I paused, trying to work out where I was now, having rushed ahead half-unconsciously, without a thought for the direction. Judging by several of the buildings, I gathered that I was not far from the railway station. I thrust my hand into my pocket for a cigarette and touched a mysterious solid object; I took it out and, by the light of one of the few illuminated windows, discerned a little yellow leather bag that had been tied very tightly. It weighed at least two pounds, and only my feverishness could explain why I had not noticed this heavy weight in my pocket until now. I could feel the edges of coins through the leather. “Lost in conjecture …” they used to sa
y in such cases. I cannot recall whether I was lost in conjecture back then. I believe my mood was more inclined than ever before to expect the inexplicable. I hastened to untie the little bag, thinking more of its contents than of the reasons behind its appearance. Examining it on the street as one might at home, however, left one open to danger. I espied some ruins off to one side and headed for their snowy breaches along a mound of packed snow and debris. Inside this chaos a multitude of muddy tracks headed off in all directions. Here rags and frozen waste lay scattered; apertures alternated with pillars and collapsed beams. Moonlight wove the pits and shadows into one gloomy pattern. Picking my way deeper still, I sat down on some bricks and, untying the yellow bag, shook out some of the coins onto my palm and immediately recognized them as gold piastres. Having counted them and recounted them, I found that there were in all two hundred coins—no more, no fewer—and, feeling somewhat feeble, I lapsed into thought.

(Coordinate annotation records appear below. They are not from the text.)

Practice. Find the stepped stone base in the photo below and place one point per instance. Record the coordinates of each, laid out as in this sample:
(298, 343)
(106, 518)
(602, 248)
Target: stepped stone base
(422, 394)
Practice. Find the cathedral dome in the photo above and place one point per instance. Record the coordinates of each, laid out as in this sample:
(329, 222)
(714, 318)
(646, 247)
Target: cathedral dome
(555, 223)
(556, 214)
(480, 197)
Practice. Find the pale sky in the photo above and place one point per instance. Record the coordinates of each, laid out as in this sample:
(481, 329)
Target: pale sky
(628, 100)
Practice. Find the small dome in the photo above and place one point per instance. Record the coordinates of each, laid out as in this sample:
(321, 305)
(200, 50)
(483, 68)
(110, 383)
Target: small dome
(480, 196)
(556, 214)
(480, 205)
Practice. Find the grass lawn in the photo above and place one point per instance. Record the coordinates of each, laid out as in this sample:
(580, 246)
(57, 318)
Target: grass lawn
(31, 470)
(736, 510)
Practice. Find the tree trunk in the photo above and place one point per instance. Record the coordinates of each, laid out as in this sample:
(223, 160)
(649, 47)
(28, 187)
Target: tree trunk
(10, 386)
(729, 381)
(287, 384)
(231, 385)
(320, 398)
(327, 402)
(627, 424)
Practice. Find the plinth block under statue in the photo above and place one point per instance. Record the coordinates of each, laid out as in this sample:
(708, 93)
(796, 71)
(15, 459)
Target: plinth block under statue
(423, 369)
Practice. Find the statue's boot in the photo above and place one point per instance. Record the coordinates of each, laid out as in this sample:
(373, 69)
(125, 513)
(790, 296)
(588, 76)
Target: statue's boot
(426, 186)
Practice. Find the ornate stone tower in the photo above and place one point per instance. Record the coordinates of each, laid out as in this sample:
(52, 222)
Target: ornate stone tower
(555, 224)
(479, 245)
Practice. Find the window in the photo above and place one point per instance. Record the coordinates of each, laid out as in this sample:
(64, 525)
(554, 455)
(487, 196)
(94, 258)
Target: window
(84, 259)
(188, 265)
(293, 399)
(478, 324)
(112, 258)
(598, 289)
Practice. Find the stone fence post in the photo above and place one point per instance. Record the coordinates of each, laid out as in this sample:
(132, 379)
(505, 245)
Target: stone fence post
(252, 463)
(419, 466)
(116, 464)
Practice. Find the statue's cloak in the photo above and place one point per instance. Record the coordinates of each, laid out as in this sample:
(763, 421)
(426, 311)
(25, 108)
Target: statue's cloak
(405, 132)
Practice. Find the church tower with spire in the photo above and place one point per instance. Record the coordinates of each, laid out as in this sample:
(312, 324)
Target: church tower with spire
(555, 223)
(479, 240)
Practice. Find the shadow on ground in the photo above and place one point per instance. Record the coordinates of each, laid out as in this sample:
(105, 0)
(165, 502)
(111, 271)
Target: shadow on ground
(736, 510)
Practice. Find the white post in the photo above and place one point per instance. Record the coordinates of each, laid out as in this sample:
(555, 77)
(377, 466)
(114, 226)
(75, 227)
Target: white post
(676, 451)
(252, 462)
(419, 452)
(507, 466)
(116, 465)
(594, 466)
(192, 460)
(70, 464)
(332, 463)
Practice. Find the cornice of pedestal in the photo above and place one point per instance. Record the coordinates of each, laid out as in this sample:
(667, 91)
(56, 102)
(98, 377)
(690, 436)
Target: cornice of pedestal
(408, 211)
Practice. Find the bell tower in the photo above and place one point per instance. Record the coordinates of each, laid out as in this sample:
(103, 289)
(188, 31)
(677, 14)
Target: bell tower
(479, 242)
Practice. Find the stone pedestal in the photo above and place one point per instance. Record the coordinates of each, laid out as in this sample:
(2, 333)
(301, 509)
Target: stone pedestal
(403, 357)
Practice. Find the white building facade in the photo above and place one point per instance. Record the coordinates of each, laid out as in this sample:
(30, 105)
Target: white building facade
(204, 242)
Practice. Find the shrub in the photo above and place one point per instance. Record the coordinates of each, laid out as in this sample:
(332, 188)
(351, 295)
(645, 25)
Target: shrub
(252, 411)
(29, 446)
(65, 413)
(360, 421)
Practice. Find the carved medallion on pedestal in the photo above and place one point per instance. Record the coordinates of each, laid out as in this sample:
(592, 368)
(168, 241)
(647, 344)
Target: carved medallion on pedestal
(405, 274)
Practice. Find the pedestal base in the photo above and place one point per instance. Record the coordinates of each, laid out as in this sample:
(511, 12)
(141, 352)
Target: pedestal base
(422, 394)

The coins lay between my knees, on the hem of my coat; I turned them over, listening carefully to the distinct, transparent clink of metal, which rings only in the imagination or when you place two coins on the tips of your fingers and touch their edges together. And so, in my unconscious state, some benevolent hand had sought me out, depositing in my pocket this small capital. I was not yet in any condition to make mental purchases. I merely gazed at the money, heeding, perhaps unconsciously, the admonition of some remarkable person, who had taught me the art of looking. In his view, it was possible to comprehend the soul of an object only when the gaze is deprived of impatience and effort, when he, serenely becoming one with the object, gradually becomes aware of the complexity and character concealed in the apparent simplicity of the commonplace.